Why Do We Remember Stressful Events?

Humans are learning machines. When you learn, you organize, shape, and strengthen your brain. A hundred billion or more nerve cells are crammed into three pounds of complex tissue inside your skull. From the day you are born and even before, your brain is ready to capture your experiences and encode them into a web of connections. These connections are the nuts and bolts of the learning machine that is the human brain.

The brain makes, organizes, and controls memory. What you learn is stored as memories and this information is essential to survival. Your brain automatically adjusts to reflect life experiences. During stress, these connections activate to signal that something is important. This tells other nerve cells that what is happening should be remembered because it is significant. This automatic adjustment (that scientists called “plasticity”) enables you to remember what you have experienced to learn from it and thus changes how your brain operates.

The brain, like memory operates on hormonal chemicals. These chemicals produce emotional responses in the brain and body. Just like a certain combination of flour, sugar, butter, and other ingredients can combine and produce a cake, these chemicals combine in your brain to produce certain physical reactions and emotional responses. Just like an automobile contains various fluids (brake, window washer, transmission, oil, anti-freeze, etc.), the brain operates on chemicals known as “neurotransmitters”. The levels of these hormonal chemicals or neurotransmitters in the brain create your mood. Emotional memories contain instructions for the brain to use these neurotransmitter ingredients to produce the mood. Like the oil in your automobile, neurotransmitters have a normal level in the brain and can be “low” or “high” depending upon certain situations.

It turns out your memory is sort of like Jell-O, it takes time to solidify a memory in your brain. And while its setting, you can make that memory stronger or weaker. It all depends on the stress hormone norepinephrine. Norepinephrine actually makes your brain remember better. Now you needn’t have been traumatized to understand the powerful effect that emotions can have on the formation of memory. In fact, it has been known for a while that norepinephrine, the hormone released during stress and anxiety, enhances memory. This explains why emotional arousal has such a powerful influence on how well you remember things. An event becomes a strong memory, or a traumatic memory, when emotions are high.

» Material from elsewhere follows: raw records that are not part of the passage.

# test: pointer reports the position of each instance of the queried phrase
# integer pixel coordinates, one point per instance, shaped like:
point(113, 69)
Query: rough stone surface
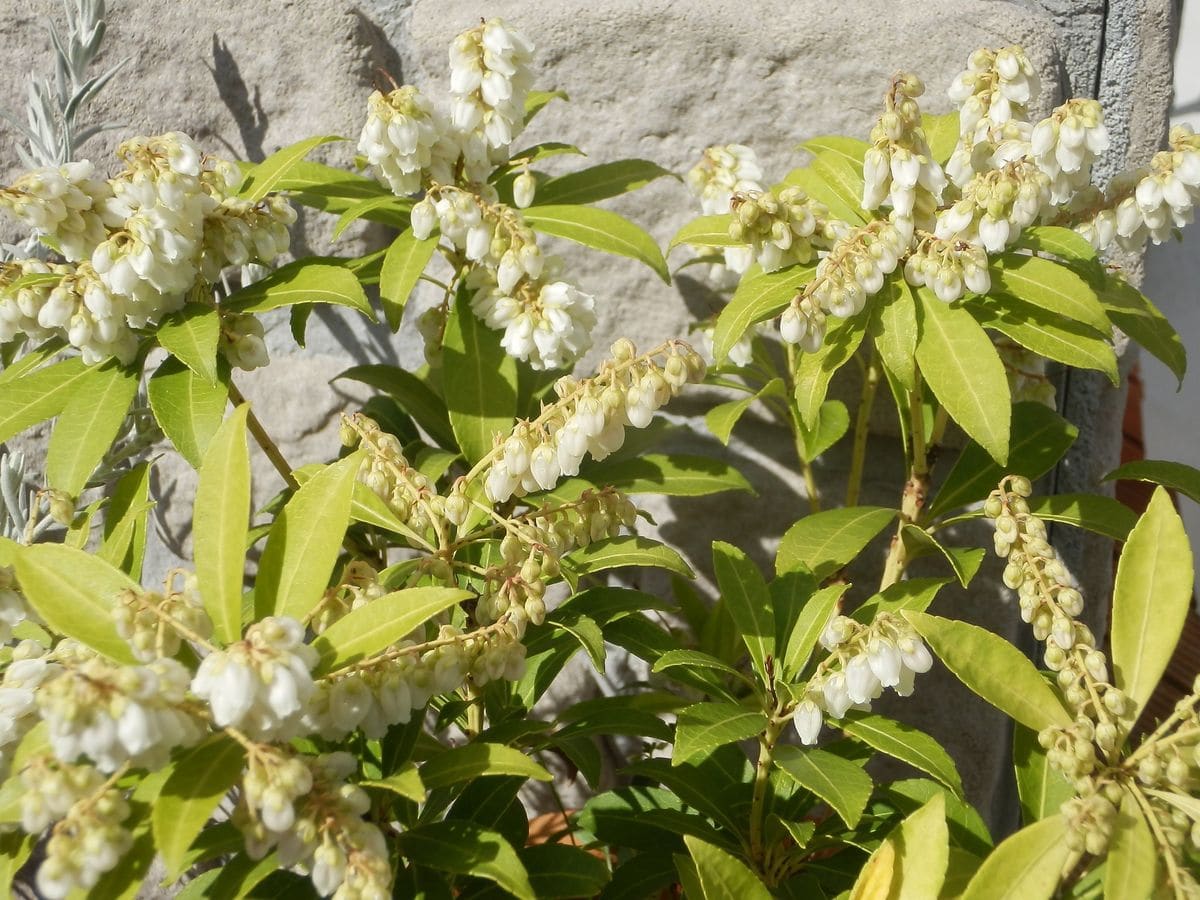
point(655, 79)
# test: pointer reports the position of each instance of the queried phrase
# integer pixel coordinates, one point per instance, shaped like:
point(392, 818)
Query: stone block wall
point(653, 78)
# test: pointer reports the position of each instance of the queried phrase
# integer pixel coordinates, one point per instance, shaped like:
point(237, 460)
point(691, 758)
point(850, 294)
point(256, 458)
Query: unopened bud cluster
point(852, 271)
point(591, 417)
point(137, 243)
point(863, 660)
point(899, 167)
point(781, 228)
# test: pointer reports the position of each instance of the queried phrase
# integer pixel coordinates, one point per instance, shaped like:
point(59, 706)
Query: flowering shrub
point(351, 709)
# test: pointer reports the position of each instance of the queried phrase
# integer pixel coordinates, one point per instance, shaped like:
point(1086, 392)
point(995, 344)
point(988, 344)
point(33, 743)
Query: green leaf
point(187, 407)
point(39, 395)
point(706, 232)
point(379, 624)
point(964, 561)
point(1097, 514)
point(838, 781)
point(600, 229)
point(303, 282)
point(1039, 438)
point(88, 425)
point(221, 521)
point(1051, 287)
point(1041, 787)
point(627, 550)
point(816, 370)
point(1151, 599)
point(1027, 864)
point(191, 336)
point(833, 423)
point(745, 597)
point(923, 852)
point(303, 545)
point(1133, 313)
point(826, 541)
point(721, 875)
point(267, 175)
point(1132, 867)
point(960, 364)
point(412, 394)
point(479, 381)
point(73, 592)
point(667, 474)
point(756, 298)
point(1175, 475)
point(198, 779)
point(1050, 335)
point(599, 183)
point(905, 743)
point(809, 624)
point(475, 760)
point(851, 149)
point(402, 267)
point(465, 849)
point(407, 783)
point(994, 669)
point(894, 330)
point(941, 133)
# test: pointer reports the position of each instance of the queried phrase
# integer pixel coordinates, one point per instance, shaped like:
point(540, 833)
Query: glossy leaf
point(303, 282)
point(221, 522)
point(1151, 599)
point(600, 229)
point(1026, 865)
point(304, 543)
point(905, 743)
point(826, 541)
point(187, 407)
point(402, 265)
point(267, 175)
point(756, 298)
point(191, 336)
point(197, 783)
point(994, 669)
point(745, 597)
point(1039, 438)
point(721, 875)
point(838, 781)
point(475, 760)
point(1175, 475)
point(88, 425)
point(73, 593)
point(479, 381)
point(702, 727)
point(599, 183)
point(964, 371)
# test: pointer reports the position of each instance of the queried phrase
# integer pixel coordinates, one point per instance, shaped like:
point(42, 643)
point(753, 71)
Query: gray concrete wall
point(652, 78)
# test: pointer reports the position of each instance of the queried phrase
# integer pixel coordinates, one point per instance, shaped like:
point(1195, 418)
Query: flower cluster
point(852, 271)
point(863, 660)
point(115, 714)
point(88, 839)
point(589, 418)
point(305, 809)
point(138, 243)
point(996, 205)
point(408, 143)
point(899, 167)
point(262, 683)
point(780, 228)
point(948, 268)
point(150, 623)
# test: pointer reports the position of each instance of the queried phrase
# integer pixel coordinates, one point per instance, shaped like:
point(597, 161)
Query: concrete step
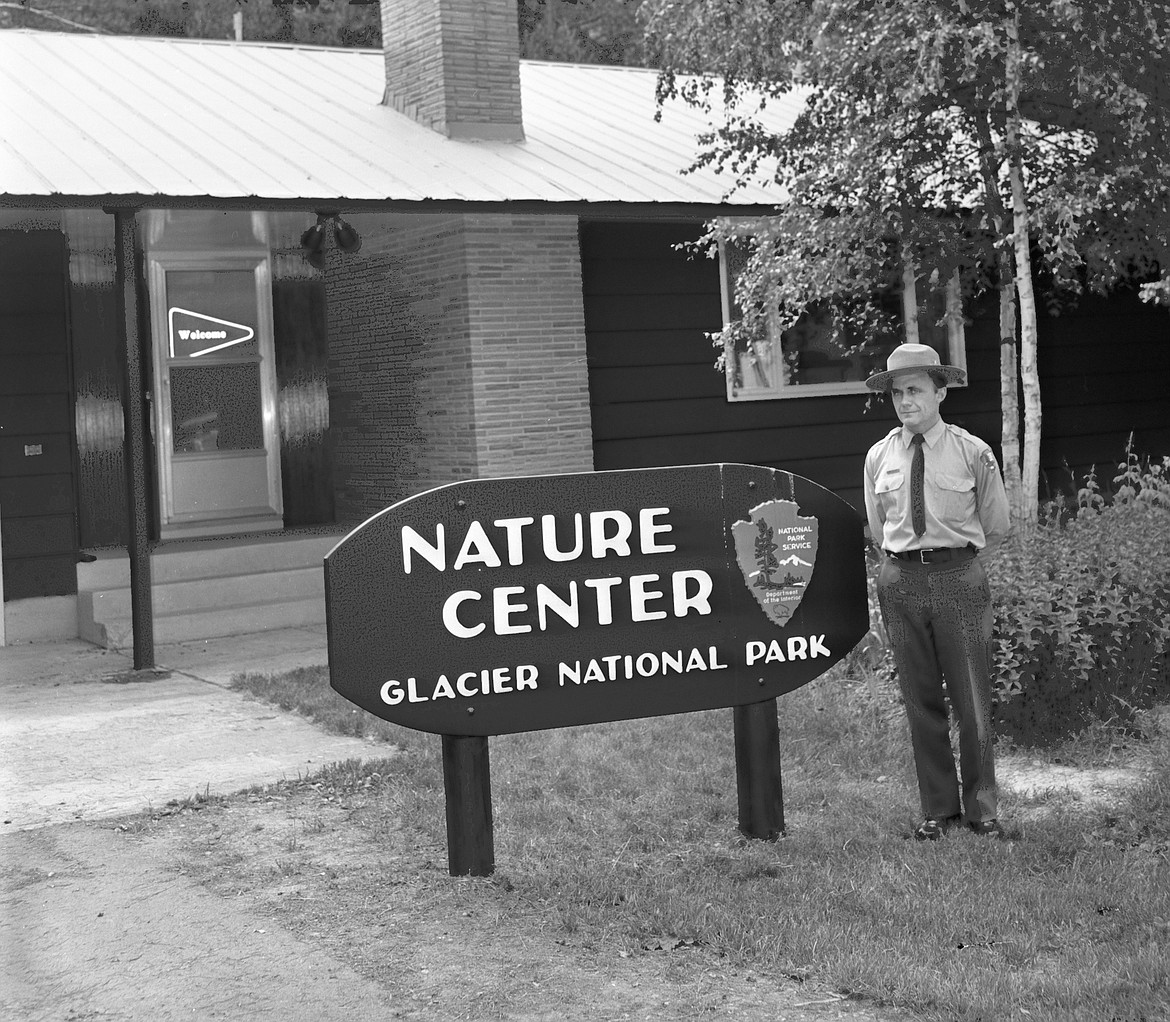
point(208, 588)
point(202, 559)
point(217, 591)
point(210, 623)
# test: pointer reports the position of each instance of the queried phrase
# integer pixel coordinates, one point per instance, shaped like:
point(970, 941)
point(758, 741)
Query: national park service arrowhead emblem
point(776, 550)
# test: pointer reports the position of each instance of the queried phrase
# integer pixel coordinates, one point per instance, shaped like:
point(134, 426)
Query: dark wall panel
point(656, 396)
point(38, 499)
point(302, 360)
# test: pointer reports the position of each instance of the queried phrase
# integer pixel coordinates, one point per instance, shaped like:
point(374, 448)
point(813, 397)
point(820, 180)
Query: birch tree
point(976, 137)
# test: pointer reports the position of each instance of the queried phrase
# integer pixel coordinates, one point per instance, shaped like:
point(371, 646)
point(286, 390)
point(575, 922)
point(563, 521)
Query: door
point(38, 487)
point(214, 402)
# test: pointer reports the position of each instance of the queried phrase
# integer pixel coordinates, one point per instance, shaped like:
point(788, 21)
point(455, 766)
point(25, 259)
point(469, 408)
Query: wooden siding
point(656, 398)
point(36, 435)
point(1105, 366)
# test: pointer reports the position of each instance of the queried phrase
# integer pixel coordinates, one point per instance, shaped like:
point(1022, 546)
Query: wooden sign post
point(500, 606)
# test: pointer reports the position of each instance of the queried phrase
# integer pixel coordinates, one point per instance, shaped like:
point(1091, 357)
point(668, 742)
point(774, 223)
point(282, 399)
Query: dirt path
point(241, 912)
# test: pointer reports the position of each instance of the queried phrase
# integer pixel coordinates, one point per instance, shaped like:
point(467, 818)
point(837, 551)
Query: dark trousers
point(938, 619)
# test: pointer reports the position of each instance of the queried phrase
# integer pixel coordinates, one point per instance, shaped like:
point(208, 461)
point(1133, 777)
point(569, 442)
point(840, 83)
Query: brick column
point(456, 351)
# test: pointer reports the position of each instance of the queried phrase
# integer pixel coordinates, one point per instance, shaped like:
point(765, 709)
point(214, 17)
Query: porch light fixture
point(312, 241)
point(348, 239)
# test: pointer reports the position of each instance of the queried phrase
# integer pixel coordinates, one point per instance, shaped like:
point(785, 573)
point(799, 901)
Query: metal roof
point(84, 117)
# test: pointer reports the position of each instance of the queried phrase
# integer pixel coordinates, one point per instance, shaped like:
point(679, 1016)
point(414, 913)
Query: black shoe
point(988, 828)
point(933, 828)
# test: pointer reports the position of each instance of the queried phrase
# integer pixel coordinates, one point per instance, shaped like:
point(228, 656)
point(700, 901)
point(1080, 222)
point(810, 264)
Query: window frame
point(779, 391)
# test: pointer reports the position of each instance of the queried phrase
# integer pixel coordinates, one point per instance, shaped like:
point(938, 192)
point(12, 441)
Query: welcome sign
point(499, 606)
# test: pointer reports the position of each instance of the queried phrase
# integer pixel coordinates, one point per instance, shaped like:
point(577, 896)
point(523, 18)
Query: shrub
point(1082, 609)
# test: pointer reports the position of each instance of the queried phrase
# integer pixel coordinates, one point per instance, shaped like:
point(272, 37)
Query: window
point(807, 360)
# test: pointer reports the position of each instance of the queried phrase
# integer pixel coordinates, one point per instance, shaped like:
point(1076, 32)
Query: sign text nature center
point(497, 606)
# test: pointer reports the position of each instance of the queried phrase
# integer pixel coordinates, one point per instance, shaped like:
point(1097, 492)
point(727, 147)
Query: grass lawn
point(627, 833)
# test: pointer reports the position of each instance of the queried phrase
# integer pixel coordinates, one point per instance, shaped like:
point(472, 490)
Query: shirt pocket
point(956, 492)
point(892, 491)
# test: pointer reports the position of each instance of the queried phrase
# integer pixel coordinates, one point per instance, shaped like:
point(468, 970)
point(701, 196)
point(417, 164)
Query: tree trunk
point(1030, 377)
point(909, 297)
point(1009, 350)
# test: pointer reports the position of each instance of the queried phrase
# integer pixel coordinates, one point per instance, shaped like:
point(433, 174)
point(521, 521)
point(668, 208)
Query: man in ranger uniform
point(936, 508)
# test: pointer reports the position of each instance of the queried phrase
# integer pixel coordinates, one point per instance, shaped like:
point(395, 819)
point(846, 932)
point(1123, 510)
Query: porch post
point(137, 499)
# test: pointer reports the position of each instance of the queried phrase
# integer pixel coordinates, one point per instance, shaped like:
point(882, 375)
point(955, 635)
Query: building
point(300, 284)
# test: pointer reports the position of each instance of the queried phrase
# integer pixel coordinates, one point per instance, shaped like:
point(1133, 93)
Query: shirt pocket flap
point(961, 484)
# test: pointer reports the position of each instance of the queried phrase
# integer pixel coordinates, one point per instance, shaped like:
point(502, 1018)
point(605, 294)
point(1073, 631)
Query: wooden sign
point(497, 606)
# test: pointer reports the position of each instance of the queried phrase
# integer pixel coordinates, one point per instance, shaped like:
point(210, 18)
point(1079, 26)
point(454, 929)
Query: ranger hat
point(914, 358)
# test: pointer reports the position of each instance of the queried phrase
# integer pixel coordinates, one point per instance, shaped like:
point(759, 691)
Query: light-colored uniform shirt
point(964, 492)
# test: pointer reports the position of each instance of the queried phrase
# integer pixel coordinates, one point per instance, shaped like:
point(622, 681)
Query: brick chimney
point(454, 66)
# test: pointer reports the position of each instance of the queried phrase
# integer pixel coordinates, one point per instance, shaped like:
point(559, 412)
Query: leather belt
point(933, 557)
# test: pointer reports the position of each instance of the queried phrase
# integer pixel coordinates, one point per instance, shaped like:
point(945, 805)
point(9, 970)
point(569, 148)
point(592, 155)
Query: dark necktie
point(917, 498)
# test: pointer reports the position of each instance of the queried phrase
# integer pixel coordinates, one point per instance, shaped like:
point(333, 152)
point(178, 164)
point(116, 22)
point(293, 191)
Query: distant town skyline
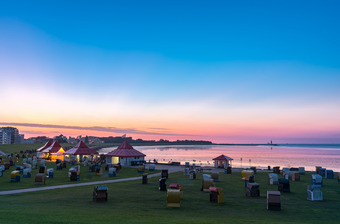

Suppose your boss said to you, ‘I think you’re one of worst people I’ve ever seen … but I’m just joking, so don’t take it personally’. Even with your boss telling you that it’s not sincere, there’s nothing to keep you from blushing or from feeling tense all over. And I dare say that you’re going to remember your boss having said that long after you’ve forgotten the other details of the rest of your discussion. I guarantee it. That’s why you remember important and emotional events in your life more than regular day-to-day experiences. First, you have a horribly or unexpected event, and then you have intense fear and helplessness. That intense fear and helplessness is going to stimulate norepinephrine, the brain chemical associated with the fight or flight reaction. You are hard wired to secrete norepinephrine when you face stress, which makes your memories of that stressful event stronger. The detection of stress hormones triggered by an insult or a traffic accident, tells the brain that this is a memory of great importance.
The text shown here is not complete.